A pair of scruffy mutts adopted us on the beach as we fossicked among broken mussel shells and tide-ripples. Our sunken footprints rapidly filled with water seeping up from underneath and were soon obliterated as if by quicksand.
On our visit a few years ago the crayfish promotion outside the Paternoster Hotel in the main road had more than a whiff of subversion and illegality about it.
A clutch of leather-clad bikers were swapping stories and working on their beer boeps on the verandah. Exposing bald heads and scrawny grey ponytails to the sun, they watched the impromptu informal market that had popped up in the shade of the trees over the road.
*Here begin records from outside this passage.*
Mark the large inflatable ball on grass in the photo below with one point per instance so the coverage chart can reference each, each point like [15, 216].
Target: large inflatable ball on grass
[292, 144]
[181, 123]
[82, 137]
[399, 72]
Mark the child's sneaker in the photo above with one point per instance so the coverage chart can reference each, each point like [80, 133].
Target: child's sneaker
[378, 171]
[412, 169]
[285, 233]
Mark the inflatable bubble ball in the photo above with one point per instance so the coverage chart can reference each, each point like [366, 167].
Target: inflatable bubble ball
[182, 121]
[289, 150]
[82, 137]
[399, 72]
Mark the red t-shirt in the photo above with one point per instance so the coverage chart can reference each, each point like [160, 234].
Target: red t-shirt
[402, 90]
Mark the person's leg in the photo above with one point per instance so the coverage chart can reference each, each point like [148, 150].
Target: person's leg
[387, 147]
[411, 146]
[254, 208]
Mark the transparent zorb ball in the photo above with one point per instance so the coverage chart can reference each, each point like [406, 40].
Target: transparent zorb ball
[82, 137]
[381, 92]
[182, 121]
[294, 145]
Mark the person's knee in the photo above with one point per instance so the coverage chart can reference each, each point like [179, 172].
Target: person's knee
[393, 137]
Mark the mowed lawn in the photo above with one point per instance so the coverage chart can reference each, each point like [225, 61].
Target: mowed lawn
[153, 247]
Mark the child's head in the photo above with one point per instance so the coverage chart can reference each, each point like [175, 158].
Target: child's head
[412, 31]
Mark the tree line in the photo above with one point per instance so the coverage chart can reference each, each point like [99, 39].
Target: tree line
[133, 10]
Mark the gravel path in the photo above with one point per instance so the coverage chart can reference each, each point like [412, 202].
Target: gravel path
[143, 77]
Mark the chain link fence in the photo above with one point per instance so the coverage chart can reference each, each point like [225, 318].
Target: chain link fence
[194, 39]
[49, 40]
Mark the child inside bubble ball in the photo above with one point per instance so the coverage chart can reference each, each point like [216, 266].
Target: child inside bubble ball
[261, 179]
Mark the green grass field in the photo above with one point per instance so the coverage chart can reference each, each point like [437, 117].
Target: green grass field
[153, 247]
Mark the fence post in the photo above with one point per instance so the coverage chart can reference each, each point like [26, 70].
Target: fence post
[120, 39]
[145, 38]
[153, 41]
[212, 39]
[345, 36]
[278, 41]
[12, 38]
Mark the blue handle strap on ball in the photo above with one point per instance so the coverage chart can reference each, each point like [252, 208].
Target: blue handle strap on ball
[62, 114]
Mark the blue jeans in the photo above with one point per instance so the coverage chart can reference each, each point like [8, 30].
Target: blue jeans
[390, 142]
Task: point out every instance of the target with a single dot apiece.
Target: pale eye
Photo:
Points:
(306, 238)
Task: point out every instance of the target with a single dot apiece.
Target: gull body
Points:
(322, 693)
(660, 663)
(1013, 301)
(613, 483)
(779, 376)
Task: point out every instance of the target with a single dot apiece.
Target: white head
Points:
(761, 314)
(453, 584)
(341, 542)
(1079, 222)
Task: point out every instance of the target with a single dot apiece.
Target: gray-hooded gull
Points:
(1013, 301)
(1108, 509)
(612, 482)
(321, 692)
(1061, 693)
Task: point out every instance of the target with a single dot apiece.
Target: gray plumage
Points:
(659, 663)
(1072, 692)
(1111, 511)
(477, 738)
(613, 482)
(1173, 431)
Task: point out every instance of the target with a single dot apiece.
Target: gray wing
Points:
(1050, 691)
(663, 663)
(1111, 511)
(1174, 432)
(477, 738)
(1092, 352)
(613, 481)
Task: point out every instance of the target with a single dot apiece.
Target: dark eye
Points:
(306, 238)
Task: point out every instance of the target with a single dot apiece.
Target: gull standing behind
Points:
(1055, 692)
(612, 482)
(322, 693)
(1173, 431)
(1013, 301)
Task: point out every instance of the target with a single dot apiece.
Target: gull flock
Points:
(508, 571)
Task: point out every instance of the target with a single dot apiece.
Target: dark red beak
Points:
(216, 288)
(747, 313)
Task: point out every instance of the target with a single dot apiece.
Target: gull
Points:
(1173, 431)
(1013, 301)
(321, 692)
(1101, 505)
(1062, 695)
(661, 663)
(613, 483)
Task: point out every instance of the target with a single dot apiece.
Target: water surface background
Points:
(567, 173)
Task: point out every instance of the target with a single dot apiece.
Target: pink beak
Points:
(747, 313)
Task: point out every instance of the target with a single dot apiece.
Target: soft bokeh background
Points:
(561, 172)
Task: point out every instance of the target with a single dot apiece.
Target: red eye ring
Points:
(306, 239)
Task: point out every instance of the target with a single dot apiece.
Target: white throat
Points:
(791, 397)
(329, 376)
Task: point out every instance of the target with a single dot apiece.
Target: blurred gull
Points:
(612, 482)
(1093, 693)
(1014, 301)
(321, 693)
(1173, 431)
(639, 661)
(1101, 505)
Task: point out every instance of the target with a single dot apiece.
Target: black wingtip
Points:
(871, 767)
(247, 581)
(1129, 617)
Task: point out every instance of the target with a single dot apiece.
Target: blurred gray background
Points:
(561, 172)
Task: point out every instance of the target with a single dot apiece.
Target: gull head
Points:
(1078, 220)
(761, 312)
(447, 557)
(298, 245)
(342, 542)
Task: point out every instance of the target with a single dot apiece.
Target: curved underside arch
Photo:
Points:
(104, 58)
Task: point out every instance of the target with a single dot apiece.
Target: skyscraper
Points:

There was a buzz of activity around hot tomatoes and tired peaches. Some protein peddlers were brazen, whipping out a fat crayfish and holding it up, feelers waving rhythmically to show how fresh it was.
Others were more anxious about being fined for what was essentially an illicit activity given that many of them were taking crays without the necessary permits or outside the crayfish season, which only runs from November to March/April. Their subtle technique was to raise their hand, palm facing you, and wiggle their fingers in the hope that you could decode the signs hinting at crayfish. Of course, if you turned out to be the crayfish police, they’d deny everything.
On a more recent visit, the crayfish peddling was more understated but it was still there. A few men prowled the main road with crayfish bulging out of supermarket carry bags. Since this was almost two months before the start of the crayfish season, we knew they were contraband.
So here’s my advice.
- Never buy crayfish outside the season (November to March/April).
- In season, rather buy it at the fish market than from a hawker on the street.
- If you’re unsure whether a crayfish is legal, you have the right to ask to see the commercial or small-scale licence.
- Note that crayfish (rock lobster) is now red-listed by the Southern African Sustainable Seafood Initiative (SASSI). This means you shouldn't buy them because the population is not sustainable.